But there is a God and you're not Him. Other questions we have in life can only be answered by starting with God. Let us consider just a few truths about who God is and what He wants from us.
God Is Knowable and He Wants You to Know Him.
The invisible God has revealed Himself in many ways. One way is through the work of His hands: "Since the creation of the world His invisible attributes are clearly seen, being understood by the things that are made, even His eternal power and Godhead" (Romans 1:20; cf. Psalm 19:1–2). He is also knowable through the human conscience. This knowledge of what is right and what is wrong reflects (albeit imperfectly) God's moral standard of holiness (Romans 1:32). God is the source and author of all that is good, true, and right, and our capacity for moral judgment rests upon knowing Him.
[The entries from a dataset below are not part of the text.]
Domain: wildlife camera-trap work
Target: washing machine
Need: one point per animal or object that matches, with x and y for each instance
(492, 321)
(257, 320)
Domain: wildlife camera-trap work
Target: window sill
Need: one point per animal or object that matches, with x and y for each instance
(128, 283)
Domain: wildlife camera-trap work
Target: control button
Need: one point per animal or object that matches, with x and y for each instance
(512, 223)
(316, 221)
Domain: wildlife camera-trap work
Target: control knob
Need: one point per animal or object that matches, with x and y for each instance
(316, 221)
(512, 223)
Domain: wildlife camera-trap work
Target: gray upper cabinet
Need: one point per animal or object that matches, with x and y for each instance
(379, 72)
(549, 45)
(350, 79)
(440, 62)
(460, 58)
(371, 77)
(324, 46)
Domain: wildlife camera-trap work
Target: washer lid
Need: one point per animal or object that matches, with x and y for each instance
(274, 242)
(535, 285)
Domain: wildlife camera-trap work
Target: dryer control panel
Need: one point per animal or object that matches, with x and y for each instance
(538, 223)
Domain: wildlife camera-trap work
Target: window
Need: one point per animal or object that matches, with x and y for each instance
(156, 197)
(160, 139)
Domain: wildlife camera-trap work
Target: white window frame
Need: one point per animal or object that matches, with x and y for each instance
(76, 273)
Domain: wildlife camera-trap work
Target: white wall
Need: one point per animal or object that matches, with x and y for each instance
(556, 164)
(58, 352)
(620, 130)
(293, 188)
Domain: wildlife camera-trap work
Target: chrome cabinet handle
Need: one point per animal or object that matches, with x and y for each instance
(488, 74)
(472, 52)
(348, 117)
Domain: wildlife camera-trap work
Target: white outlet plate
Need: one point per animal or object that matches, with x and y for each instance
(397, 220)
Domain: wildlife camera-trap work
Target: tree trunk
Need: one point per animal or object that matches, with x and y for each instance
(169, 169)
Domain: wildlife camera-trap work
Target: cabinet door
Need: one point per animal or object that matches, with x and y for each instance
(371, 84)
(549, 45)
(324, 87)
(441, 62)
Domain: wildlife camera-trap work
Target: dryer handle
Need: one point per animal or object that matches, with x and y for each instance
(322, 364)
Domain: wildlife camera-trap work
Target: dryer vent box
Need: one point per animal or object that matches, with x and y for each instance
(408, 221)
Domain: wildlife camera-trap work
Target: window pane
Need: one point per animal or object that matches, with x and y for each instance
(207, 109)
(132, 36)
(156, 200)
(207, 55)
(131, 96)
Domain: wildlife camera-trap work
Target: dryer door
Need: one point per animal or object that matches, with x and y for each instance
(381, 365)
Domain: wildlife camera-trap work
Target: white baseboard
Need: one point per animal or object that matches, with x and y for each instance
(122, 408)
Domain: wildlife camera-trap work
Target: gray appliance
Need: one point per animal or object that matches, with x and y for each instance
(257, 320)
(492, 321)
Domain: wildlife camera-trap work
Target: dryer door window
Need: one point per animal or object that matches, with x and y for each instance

God has also particularly revealed Himself through special means. Many supernatural historical events testify of His direct intervention, including the global Flood, the confusion of languages, and the crossing of the Red Sea. He also spoke directly to Adam, Noah, Abraham, and Moses. He revealed Himself through visions and dreams (Numbers 12:6; Matthew 2:12) and, of course, through prophets and apostles (Ephesians 2:20; 2 Peter 3:15–16). This self-revelation of God has been faithfully recorded for us in the Bible (2 Timothy 3:15–17).
But the Scripture identifies a fuller revelation of God: the Lord Jesus Christ. Jesus, the Son of God, is "the image of the invisible God" (Colossians 1:15) and surpasses all previous revelation.